En ce qui concerne John Cassavetes, acteur, réalisateur et scénariste, la restauration de plusieurs de ces films par Orly Films permet enfin de le retrouver sur grand écran avec notamment les projections de Shadows, Une femme sous influence ou encoreOpening Night ! »
Dernières séances |
Et voila, le festival Lumière s’est terminé avec une superbe cérémonie de remise de prix à Ken Loach par Eric Cantona en personne, suivie de la diffusion du sympathique Looking for Eric où un homme en perdition retrouve espoir grâce à son ange gardien imaginaire: Eric Cantona. Les frêres Dardenne, Arianne Ascaride, Zoé Félix et bien d’autres étaient là pour y assister.
Le lendemain avait lieu la cérémonie de clôture avec la projection du grand film de Michael Cimino, La porte du Paradis, en présence de son réalisateur et de son actrice principale Isabelle Huppert.
Pour finir, Laurent Gerra nous présentait le Ocean’s Eleven original (en français l’inconnu de Las Vegas) film cool par excellence et éminemment sympathique avec Frank Sinatra, Dean Martin, Sammy Davis Jr et Henry Silva (les fans du grand détournement reconnaîtront la fameuse scène du « à la ferme ta gueule, on étaient des cowboys… »)
Bref, un bien beau festival, on attend la prochaine édition avec impatience.
Max Ophüls |
Ces derniers jours de festival ont été riches en événements, avec une rétrospective Vittorio De Sica, Jean Paul Rappeneau venu présenter Les Mariés de l’an deux, la présentation de Frankenweenie de Tim Burton et bien d’autres choses. Mais ce qui a surtout attiré notre attention de cinéphiles, c’est bel et bien la rétrospective Max Ophüls, génie allemand du septième art et maître à penser de Stanley Kubrick et d’Orson Welles.

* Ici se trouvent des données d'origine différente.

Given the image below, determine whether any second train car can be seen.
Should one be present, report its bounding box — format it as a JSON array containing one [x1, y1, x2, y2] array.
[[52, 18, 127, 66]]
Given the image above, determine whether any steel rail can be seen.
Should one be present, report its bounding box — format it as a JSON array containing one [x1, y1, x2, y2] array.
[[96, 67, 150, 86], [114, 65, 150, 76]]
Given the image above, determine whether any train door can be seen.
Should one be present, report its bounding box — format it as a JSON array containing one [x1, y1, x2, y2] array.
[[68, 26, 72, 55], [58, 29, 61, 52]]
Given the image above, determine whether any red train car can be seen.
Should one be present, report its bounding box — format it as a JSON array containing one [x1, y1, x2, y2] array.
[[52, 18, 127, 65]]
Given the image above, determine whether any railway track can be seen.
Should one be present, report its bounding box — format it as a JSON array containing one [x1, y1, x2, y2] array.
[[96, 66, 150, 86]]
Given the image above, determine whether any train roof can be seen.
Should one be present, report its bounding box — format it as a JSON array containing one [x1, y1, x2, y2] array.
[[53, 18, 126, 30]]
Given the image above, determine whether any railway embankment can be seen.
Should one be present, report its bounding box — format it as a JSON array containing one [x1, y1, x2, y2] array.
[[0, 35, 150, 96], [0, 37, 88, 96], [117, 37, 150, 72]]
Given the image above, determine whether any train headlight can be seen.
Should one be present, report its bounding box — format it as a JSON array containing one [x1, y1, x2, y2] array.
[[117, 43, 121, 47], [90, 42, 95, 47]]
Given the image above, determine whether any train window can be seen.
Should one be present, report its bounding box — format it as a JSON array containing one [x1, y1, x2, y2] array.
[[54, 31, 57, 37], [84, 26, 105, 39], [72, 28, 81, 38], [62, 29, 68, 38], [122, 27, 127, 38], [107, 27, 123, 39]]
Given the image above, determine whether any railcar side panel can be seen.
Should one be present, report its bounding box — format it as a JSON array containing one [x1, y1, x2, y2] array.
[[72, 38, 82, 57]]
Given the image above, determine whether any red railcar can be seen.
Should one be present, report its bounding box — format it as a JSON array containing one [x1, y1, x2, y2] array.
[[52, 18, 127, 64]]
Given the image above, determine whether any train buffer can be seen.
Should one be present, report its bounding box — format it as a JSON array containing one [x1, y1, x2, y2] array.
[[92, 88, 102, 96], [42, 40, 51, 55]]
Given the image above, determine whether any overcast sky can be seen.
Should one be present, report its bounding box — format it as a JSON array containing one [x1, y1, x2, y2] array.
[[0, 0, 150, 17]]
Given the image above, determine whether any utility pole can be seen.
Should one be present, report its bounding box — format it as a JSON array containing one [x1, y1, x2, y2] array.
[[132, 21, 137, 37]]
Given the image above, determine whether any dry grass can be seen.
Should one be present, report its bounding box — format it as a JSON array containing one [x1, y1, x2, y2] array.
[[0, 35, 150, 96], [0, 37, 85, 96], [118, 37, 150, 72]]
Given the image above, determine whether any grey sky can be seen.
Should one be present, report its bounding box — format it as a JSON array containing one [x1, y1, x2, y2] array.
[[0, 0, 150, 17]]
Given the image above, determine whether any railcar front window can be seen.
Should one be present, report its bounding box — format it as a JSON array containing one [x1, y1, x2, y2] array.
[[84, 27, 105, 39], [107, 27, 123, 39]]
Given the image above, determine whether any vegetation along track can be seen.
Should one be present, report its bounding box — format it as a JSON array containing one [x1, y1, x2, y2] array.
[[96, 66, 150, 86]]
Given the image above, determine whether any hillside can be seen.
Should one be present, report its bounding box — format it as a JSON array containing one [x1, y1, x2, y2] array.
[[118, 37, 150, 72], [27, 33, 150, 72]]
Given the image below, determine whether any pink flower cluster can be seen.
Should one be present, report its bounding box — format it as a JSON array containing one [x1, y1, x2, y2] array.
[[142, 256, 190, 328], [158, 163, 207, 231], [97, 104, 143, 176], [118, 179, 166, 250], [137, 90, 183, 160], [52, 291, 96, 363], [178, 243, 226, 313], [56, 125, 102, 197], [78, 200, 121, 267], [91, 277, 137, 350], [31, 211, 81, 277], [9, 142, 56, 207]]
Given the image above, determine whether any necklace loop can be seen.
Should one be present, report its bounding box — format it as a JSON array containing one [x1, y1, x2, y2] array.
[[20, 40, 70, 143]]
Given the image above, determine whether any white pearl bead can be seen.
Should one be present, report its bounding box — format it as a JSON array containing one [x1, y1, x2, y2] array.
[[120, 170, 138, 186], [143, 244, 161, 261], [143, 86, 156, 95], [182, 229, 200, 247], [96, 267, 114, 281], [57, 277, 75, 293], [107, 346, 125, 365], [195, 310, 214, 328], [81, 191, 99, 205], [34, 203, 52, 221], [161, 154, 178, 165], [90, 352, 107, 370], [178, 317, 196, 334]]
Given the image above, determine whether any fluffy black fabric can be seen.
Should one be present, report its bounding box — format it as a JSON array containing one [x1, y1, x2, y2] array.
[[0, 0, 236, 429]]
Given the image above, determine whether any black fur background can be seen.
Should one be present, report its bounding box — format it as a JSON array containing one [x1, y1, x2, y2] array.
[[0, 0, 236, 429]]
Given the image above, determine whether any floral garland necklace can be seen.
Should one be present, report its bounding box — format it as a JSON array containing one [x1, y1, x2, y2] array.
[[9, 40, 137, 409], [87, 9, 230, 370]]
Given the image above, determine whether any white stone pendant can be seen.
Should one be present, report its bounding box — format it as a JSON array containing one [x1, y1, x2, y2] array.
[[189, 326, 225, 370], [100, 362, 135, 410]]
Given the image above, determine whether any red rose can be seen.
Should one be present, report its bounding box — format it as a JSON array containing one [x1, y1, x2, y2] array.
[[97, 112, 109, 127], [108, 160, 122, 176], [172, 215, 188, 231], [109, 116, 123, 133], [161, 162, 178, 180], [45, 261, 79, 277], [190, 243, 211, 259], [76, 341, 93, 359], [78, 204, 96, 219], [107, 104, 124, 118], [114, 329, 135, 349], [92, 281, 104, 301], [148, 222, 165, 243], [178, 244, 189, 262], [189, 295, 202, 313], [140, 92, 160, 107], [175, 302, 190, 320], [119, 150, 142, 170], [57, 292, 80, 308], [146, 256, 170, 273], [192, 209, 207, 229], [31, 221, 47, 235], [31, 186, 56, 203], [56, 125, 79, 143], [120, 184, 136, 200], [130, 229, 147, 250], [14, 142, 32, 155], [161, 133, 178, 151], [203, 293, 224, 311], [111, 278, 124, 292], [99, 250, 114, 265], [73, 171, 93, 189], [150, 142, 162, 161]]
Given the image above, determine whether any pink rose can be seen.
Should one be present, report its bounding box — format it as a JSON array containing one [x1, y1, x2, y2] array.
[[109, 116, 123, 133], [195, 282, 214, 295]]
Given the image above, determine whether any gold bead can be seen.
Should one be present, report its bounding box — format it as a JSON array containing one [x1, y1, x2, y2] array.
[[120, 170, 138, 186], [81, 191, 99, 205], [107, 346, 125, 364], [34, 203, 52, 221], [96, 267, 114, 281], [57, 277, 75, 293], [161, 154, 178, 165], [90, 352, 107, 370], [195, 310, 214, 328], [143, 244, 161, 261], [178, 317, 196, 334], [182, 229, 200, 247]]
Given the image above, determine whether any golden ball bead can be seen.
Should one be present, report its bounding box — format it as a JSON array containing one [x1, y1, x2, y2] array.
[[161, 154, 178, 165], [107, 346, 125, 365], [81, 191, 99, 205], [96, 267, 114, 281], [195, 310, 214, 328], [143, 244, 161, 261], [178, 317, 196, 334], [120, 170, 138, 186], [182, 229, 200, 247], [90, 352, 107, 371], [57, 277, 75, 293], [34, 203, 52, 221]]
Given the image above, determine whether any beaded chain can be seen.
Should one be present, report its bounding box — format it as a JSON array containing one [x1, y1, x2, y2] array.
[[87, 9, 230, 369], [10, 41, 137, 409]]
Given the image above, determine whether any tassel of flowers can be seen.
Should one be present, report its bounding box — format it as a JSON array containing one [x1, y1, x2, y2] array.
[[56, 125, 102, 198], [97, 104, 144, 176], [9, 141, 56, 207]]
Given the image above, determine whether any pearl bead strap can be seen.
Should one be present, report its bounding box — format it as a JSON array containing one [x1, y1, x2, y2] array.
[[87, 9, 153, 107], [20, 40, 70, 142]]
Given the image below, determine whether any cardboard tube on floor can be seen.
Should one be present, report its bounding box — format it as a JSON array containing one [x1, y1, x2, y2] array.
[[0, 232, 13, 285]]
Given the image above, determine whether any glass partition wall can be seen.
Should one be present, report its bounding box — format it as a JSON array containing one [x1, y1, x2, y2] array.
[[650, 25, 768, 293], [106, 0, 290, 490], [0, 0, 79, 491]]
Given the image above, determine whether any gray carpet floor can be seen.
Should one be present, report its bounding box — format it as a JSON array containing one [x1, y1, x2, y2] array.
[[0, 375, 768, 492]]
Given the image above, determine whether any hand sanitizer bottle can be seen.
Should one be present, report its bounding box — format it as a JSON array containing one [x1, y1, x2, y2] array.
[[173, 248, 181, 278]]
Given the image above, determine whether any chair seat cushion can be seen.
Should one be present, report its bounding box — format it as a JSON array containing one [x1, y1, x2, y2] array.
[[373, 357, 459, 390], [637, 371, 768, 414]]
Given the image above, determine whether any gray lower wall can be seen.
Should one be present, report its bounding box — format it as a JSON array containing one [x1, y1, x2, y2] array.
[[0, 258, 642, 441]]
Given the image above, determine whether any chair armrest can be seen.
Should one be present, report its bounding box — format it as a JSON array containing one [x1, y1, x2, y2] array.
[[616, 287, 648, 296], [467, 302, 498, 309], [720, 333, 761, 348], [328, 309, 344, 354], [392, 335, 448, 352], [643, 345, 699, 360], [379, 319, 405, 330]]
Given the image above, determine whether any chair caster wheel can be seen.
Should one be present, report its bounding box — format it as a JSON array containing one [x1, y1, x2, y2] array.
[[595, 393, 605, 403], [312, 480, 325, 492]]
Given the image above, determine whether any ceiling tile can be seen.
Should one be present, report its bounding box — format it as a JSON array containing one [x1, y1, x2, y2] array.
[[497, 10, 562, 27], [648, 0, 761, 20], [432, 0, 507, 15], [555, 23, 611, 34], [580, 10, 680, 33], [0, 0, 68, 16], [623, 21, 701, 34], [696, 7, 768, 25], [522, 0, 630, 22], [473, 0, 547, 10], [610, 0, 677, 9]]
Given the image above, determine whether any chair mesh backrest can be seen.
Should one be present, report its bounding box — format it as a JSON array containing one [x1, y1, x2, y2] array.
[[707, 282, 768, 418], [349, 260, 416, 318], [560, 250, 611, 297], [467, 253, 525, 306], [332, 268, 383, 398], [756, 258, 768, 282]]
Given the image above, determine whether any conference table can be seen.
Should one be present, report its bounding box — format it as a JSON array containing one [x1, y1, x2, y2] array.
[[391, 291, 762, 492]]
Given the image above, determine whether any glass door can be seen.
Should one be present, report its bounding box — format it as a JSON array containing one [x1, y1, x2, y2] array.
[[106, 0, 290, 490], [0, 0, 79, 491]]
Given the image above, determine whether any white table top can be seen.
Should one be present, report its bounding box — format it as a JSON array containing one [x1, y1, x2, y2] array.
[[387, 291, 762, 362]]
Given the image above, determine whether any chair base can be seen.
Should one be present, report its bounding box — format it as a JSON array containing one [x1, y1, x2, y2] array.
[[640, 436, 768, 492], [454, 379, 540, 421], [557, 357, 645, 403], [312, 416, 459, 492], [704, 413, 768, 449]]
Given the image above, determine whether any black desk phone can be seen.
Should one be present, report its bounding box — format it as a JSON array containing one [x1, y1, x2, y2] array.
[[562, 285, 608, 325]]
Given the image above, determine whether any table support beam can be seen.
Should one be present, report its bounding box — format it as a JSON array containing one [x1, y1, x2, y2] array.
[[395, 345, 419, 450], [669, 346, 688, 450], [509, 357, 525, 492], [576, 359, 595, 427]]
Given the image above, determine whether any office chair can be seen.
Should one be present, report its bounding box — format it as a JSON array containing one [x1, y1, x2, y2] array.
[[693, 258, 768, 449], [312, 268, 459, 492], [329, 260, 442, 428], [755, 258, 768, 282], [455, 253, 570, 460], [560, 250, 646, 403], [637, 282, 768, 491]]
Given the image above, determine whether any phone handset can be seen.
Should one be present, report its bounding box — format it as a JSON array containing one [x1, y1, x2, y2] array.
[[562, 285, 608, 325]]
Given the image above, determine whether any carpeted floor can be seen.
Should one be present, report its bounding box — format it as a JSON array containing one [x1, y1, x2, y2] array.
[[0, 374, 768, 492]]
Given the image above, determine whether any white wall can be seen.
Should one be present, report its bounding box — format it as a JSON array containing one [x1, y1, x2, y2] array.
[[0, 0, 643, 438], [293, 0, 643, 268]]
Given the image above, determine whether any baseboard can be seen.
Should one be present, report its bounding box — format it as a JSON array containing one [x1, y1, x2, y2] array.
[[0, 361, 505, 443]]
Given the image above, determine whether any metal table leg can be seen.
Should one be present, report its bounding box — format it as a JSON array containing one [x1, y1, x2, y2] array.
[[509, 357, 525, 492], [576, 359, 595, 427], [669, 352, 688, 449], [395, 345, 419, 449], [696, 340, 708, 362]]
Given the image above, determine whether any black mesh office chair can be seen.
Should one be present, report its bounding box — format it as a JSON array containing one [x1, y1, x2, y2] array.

Nous avons pu voir alors : La Signora de tutti (1934), sa commande italienne. Un drame assez académique pour son époque si ce n’est quelques séquences magnifiquement filmées, assez décevant dans son ensemble. L’histoire d’une femme qui a le malheur de plaire à trop d’hommes et qui voit un triste destin s’accomplir du fait de cette « malédiction ».
Ensuite : Comédie de l’argent (1936) Une comédie sur les absurdités des va et vient financier d’un pauvre homme, entre clochardise et directeur d’une des plus grandes compagnies. Absurde, enlevé et parfois magnifiquement filmé, on ne peut pas nier pour autant que l’intérêt qu’on peut porter à ce film est surtout celui d’un historien car le métrage a tout de même mal supporté les outrages du temps.
La Fiancée vendue (1932), film opéra comique se situant au 19ème siècle, vaudeville de situations burlesques permettant surtout à Ophüls de filmer des reconstitutions de cirque et d’attractions d’époque avec la magie, la tendresse et l’humour qui lui est propre. Un beau film qui a étonnement moins vieillit que d’autres de ses métrages tournés plus tard. De plus le film était présenté par notre spécialiste local de Max Ophüls le professeur Philippe Roger de l’université Lumière Lyon 2 .
Pour finir, Le Roman de Werther (1938) adaptation visuellement magnifique des Souffrances du jeune Werther de Goethe. Inspiré par la photographie et les cadres oniriques du cinéma expressionniste allemand, l’histoire de cet homme fou amoureux d’une femme mariée et dont la romance est vouée à l’échec, est tournée de manière beaucoup plus politique que ne l’était le roman d’origine et apporte un point de vue intéressant sur une époque. Un très beau film à découvrir avec plaisir.